Leoxicon: Does the chunk argument trump the plagiarism allegations?

Jul 24, 2016

Does the chunk argument trump the plagiarism allegations?

Photo by Marc Nozell via Flickr

One of the hottest news this week has been Melania Trumps’ allegedly plagiarized speech. Why allegedly? Because although Donald Trump’s wife address at the 2016 Republican Convention bears marked similarities to Michele Obama’s speech at the 2008 Democratic Convention, there is not much in it that would effectively constitute stealing in the linguistic sense.

In the last 30 years, corpus research (study of language through samples of 'real world' text) has shown that language is highly formulaic, i.e. consisting of recurring strings of words, otherwise known as “chunks”. What makes them chunks is the fact that they are stored in and retrieved from memory as ‘wholes’ rather than generated on a word-by-word basis at the moment of language production.

Public speeches are a prime example of formulaicity in language in that they consist of conventionalised routines; some of these are very fixed, highly probable combinations whose content can be predicted by the hearer. A few years ago when I was invited to give a talk at a conference I started my session with a slide with the following lines:

thank you for _______ me here today...

a topic I am particularly _______ in

have enjoyed a fruitful _______

hope our relationship continues to _______

and got the audience to complete them. Here’s what they came up with, as I’m sure you did too:

thank you for having me here today...

a topic I am particularly interested in

have enjoyed a fruitful co-operation

hope our relationship continues to grow

Chunks in different genres

The formulaic nature of language was first brought to the fore in a seminal paper by Australian linguist Andrew Pawley and and his colleague Frances Syder, who pointed out that competent language users have at their disposal hundreds of thousands of ready-made phrases (Pawley and Syder 1983). Some linguists have argued that up to 80% of English text (Altenberg 1998) consists of recurring sequences. More conservative estimates suggest that 50-60% of discourse is formulaic (Erman and Warren 2000).

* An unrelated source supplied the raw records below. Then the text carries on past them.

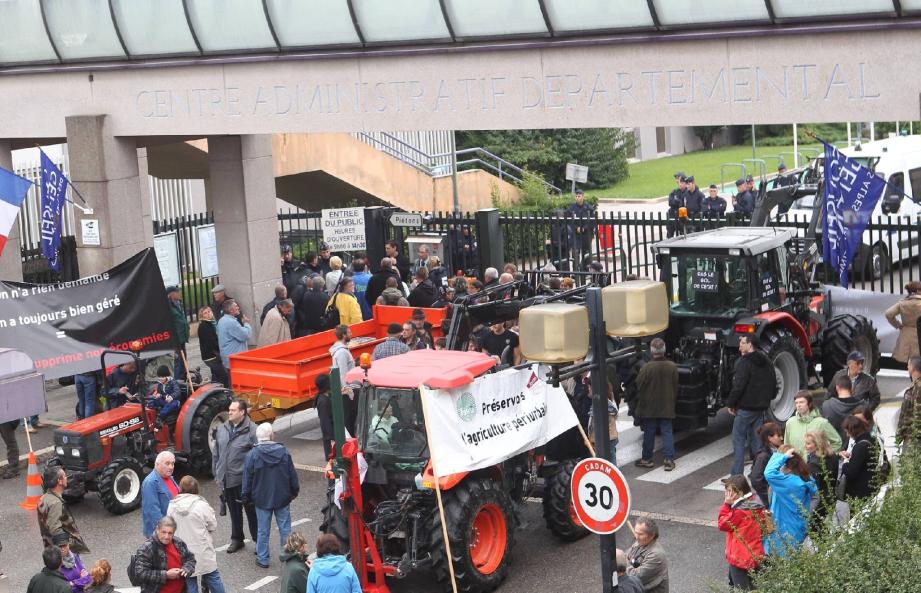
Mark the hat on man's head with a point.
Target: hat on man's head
(60, 538)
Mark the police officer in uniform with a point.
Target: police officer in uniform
(675, 201)
(744, 200)
(582, 228)
(713, 207)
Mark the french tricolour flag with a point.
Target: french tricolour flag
(13, 190)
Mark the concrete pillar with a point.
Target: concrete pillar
(105, 170)
(241, 192)
(11, 259)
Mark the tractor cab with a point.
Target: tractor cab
(723, 274)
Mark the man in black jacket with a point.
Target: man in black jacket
(424, 294)
(210, 350)
(311, 308)
(378, 281)
(754, 385)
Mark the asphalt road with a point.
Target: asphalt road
(684, 502)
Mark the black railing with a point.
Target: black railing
(195, 290)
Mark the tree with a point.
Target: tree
(546, 152)
(707, 134)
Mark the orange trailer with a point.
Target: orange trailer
(280, 379)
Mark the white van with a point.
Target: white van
(898, 161)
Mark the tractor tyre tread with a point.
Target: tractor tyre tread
(460, 505)
(107, 485)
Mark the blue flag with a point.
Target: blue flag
(54, 190)
(851, 191)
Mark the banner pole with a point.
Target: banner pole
(28, 436)
(188, 373)
(441, 508)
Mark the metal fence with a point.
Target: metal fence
(195, 290)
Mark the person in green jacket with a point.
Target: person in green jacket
(294, 565)
(808, 419)
(177, 310)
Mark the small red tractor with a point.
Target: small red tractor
(390, 519)
(111, 452)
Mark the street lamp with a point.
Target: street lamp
(559, 333)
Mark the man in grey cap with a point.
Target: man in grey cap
(863, 386)
(744, 201)
(675, 201)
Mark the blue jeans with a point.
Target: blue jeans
(212, 581)
(649, 437)
(86, 394)
(264, 517)
(744, 429)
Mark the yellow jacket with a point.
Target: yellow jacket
(347, 304)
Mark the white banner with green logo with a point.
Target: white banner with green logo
(494, 418)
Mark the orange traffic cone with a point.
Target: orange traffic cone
(33, 485)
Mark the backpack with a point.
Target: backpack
(133, 577)
(330, 318)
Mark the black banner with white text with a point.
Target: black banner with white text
(64, 327)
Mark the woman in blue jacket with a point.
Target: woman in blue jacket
(331, 572)
(792, 488)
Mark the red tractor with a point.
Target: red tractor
(390, 519)
(111, 452)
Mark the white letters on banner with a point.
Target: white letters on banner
(344, 228)
(494, 418)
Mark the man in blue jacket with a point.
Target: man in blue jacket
(270, 482)
(158, 489)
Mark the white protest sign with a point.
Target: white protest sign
(344, 228)
(494, 418)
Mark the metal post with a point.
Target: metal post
(335, 386)
(598, 342)
(753, 142)
(454, 171)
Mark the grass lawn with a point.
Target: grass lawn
(653, 179)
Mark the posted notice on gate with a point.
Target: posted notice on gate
(344, 228)
(493, 419)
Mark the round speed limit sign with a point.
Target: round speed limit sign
(600, 497)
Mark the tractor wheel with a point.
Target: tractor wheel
(335, 521)
(120, 485)
(211, 413)
(559, 515)
(844, 334)
(481, 528)
(790, 369)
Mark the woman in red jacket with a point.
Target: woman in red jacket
(743, 518)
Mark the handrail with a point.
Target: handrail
(426, 163)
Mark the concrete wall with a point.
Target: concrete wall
(736, 81)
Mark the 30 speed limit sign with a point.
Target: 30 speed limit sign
(600, 496)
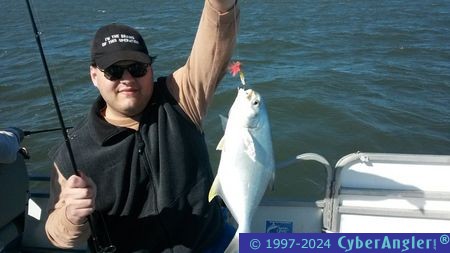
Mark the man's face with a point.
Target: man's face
(128, 95)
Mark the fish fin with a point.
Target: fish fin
(224, 121)
(233, 247)
(214, 190)
(221, 143)
(249, 146)
(272, 182)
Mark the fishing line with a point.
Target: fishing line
(94, 232)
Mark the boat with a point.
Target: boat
(365, 193)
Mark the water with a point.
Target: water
(338, 76)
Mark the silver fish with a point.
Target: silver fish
(247, 163)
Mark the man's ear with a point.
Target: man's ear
(94, 75)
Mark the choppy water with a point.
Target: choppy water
(338, 76)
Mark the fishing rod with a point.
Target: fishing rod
(97, 247)
(26, 133)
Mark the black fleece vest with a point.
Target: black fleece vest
(152, 184)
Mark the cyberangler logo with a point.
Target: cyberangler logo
(386, 242)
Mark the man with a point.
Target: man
(10, 140)
(143, 161)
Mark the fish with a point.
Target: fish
(246, 166)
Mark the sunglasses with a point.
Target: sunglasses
(115, 72)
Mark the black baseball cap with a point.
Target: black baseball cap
(116, 42)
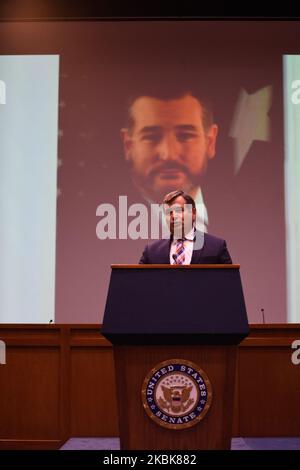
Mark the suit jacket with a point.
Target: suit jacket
(214, 251)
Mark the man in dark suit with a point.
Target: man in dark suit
(186, 244)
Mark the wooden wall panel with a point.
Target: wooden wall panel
(269, 393)
(93, 393)
(59, 382)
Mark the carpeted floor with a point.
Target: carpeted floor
(240, 443)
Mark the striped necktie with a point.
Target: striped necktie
(180, 255)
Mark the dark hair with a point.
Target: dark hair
(170, 197)
(170, 91)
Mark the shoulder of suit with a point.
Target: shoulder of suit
(213, 238)
(157, 243)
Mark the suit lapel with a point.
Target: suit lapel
(164, 252)
(198, 254)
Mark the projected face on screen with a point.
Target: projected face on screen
(168, 144)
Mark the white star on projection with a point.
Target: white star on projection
(250, 122)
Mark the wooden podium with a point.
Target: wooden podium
(175, 331)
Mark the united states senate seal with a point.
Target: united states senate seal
(176, 394)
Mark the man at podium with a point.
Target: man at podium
(186, 244)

The figure, of course, depends on the genre. There are fewer chunks in creative writing or fiction but more chunks in news reports. Similarly, when it comes to spoken language there will be fewer chunks in storytellers' narratives, but a higher prevalence - probably nearing a more liberal estimate of 80% - in the speech of auctioneers, TV sports announcers or other ‘smooth talkers’ (Kuiper 2004 cited in Schmitt 2010). This is because language users rely on chunks to produce fluent speech under time pressure. In addition to that, chunks perform a number of interactional and social functions, and are used to accomplish various transactions. Your exchange with a shop assistant is likely to be very formulaic and predictable:

Image by Julian Lim on Flickr [CC BY 2.0]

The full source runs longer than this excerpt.